SAT-041 A META-ANALYSIS OF THE REPRESENTATIVENESS OF RANDOMIZED CONTROLLED TRIAL COHORTS IN END-STAGE KIDNEY DISEASE

Abstract

Systematic differences between patients included in randomized controlled trials (RCTs) and the general patient population may influence the generalizability of RCT findings. Comprehensive national registries of patients with end-stage kidney disease (ESKD) on dialysis provide a unique opportunity to compare trial and real-world patient cohorts. We aimed to determine if participants in large, multicentre dialysis trials were similar to the general dialysis population in terms of age, co-morbidities and mortality rate. Medline, PubMed and the Cochrane Central Register of Controlled Trials were systematically searched from 2007 to 2016. Data sources were published manuscripts, supplementary material and trial registration information. General dialysis population data was derived from US Renal Data System (USRDS). RCTs enrolling only participants on dialysis for ESKD; with ≥100 adult participants from ≥2 sites were included.

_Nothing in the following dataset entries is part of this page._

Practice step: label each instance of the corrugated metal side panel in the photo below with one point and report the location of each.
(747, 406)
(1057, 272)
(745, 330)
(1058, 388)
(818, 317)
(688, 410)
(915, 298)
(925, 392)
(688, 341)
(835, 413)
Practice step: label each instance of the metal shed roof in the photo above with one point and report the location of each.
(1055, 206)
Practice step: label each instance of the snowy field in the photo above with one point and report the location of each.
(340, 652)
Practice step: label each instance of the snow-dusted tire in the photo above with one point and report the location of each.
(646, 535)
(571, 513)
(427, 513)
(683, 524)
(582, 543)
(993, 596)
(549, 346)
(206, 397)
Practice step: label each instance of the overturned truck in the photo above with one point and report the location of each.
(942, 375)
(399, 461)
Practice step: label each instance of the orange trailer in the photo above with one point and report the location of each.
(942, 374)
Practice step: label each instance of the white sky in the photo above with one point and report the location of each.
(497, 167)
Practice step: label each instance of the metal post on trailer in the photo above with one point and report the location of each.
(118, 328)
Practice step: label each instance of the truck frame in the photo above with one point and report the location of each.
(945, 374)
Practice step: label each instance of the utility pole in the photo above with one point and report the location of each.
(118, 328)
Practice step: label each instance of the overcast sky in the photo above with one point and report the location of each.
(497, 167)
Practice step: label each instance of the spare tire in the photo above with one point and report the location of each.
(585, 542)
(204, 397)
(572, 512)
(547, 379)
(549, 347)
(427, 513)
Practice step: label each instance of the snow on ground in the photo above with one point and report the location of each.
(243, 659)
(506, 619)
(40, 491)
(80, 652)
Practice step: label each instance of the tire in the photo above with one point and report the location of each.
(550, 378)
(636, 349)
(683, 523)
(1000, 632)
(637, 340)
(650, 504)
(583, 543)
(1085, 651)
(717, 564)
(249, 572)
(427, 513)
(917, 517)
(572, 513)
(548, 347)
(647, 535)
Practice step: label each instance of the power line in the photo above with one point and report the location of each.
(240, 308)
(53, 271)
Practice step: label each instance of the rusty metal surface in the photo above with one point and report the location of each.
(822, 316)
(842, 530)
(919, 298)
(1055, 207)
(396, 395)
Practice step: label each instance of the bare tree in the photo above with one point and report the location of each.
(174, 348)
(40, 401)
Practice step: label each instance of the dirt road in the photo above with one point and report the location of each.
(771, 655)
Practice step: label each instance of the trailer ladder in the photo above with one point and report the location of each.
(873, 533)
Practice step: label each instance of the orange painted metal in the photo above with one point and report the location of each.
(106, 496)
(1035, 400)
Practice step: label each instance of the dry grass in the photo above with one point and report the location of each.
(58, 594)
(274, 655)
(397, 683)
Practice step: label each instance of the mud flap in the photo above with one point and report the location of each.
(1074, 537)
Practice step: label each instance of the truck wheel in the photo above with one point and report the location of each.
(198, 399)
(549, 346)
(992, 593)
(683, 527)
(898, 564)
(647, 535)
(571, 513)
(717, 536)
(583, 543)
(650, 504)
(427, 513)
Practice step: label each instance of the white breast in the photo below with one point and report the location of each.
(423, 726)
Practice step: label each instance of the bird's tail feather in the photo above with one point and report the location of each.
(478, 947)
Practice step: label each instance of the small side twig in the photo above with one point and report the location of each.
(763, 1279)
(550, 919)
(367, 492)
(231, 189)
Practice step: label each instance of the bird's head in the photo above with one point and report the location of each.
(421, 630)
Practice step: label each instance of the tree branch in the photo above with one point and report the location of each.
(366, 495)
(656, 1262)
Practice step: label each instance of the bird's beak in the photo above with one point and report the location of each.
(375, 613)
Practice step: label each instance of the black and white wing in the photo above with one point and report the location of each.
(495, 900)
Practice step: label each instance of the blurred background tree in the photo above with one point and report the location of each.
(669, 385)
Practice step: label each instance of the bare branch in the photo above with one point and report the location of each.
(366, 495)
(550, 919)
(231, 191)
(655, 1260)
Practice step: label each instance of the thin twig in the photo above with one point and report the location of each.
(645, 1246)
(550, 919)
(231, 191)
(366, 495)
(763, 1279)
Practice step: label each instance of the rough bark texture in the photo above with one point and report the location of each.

Abstract screening and data extraction were performed independently by two researchers. Data were pooled using a random-effects model. The primary outcome was difference in mean age between the RCT and USRDS populations. Secondary outcomes included differences in mortality rate and co-morbidities. We identified 189 RCTs, enrolling 80,104 participants. Compared to the 2011 USRDS population, RCT participants were younger (58.9 [95% confidence interval 58.3-59.5] vs 61.2 years; P<0.001), more likely to be male (58.8% [57.5-60.0] vs 55.7%; P<0.001) and to have coronary artery disease (26.7% [22.1-31.4] vs 17.7%; P<0.001) and less likely to have diabetes (40.4% [36.9-43.8] vs 44.2%; P=0.035) or heart failure (19.9 [15.6-24.3] vs 29.8; P<0.001). The mortality rate during trial participation was less than half that of the USRDS population (8.92 [7.85-10.00] vs 18.59 per 100 patient-years; P<0.001). The differences in age, mortality and coronary artery disease remained when studies recruiting only from the USA were considered. Diabetes was more common in RCT participants from the USA than in the registry population. Participants in large, multicentre dialysis RCTs are younger, have a different pattern of co-morbidities and a lower mortality rate than the general dialysis population. This finding has implications for the generalization of trial results to the broader patient population and for future trial design.